Das BAG wiederum hat in der vom Landesarbeitsgericht herangezogenen Entscheidung (1 ABR 4/03) ausgeführt, das Mitbestimmungsrecht des Betriebsrats sei nicht eingeschränkt, sofern es zwar um ausfüllungsbedürftige, aber gleichwohl auf einen konkreten Gegenstand aus dem Bereich des Gesundheitsschutzes beschränkte Regelungen gehe, durch die dem Arbeitgeber bestimmte Handlungspflichten auferlegt würden (BAG, aaO, Rn 24).

Die hier in Rede stehenden Handlungspflichten der Arbeitgeberin nach § 3 a Abs. 1 ArbStättVO i. v. m. ASR A 3.5 legen dem Arbeitgeber ganz bestimmte Handlungspflichten auf, nämlich einzuschreiten bei Überschreiten der Raumtemperaturen in Arbeitsräumen von 26° C, 30° C und 35° C. Es handelt sich bei dieser Regelung nicht um eine umfassende Generalklausel, sondern eine konkrete Rahmenvorschrift, die dem Arbeitgeber Handlungspflichten auferlegt. Nur die Erfüllung dieser Handlungspflichten ist zwischen Betriebsrat und Arbeitgeber zu regeln. Das Beschwerdegericht sieht sich damit in Übereinstimmung mit der von der Arbeitgeberin zitierten Entscheidung des LAG Hamburg und der Rechtsprechung des BAG.

b) Als Vorsitzender ist der Richter am Arbeitsgericht Hamburg Dr. G. bestellt worden. Gegen dessen Person sind von Seiten der Arbeitgeberin Einwendungen nicht erhoben worden. Im Beschwerdeverfahren hat der Betriebsrat sich darauf beschränkt, eine Besetzung der Einigungsstelle mit 3 Beisitzern zu beantragen.
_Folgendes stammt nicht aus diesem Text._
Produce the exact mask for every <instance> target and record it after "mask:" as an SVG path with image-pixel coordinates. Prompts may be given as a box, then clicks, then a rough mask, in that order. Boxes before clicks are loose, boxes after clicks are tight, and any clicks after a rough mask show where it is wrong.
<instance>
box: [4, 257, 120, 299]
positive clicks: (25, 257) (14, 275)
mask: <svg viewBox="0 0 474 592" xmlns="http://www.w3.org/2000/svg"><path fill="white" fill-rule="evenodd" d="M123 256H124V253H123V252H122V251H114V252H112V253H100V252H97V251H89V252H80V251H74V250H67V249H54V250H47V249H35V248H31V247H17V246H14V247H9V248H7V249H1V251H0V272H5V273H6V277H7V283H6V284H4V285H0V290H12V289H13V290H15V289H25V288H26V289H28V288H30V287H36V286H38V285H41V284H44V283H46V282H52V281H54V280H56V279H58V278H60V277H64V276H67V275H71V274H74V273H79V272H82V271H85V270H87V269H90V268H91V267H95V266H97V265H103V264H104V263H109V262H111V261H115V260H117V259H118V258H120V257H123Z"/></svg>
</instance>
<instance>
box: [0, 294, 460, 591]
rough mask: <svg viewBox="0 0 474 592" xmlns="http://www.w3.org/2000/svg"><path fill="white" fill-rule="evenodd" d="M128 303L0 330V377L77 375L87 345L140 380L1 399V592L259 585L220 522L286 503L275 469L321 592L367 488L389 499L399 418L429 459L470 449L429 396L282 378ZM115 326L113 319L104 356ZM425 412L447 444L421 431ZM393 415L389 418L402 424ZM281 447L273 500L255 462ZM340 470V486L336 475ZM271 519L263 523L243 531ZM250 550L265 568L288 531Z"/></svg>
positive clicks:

Das hatte die Arbeitgeberin in erster Instanz bereits im Wege des Hilfswiderantrags so verlangt. Auch aus Sicht des Beschwerdegerichts ist die Besetzung der Einigungsstelle angesichts des Regelungsgegenstandes mit 3 Beisitzern angemessen.

c) Gegen diese Entscheidung gibt es gemäß § 98 Abs. 2 Satz 4 ArbGG kein Rechtsmittel.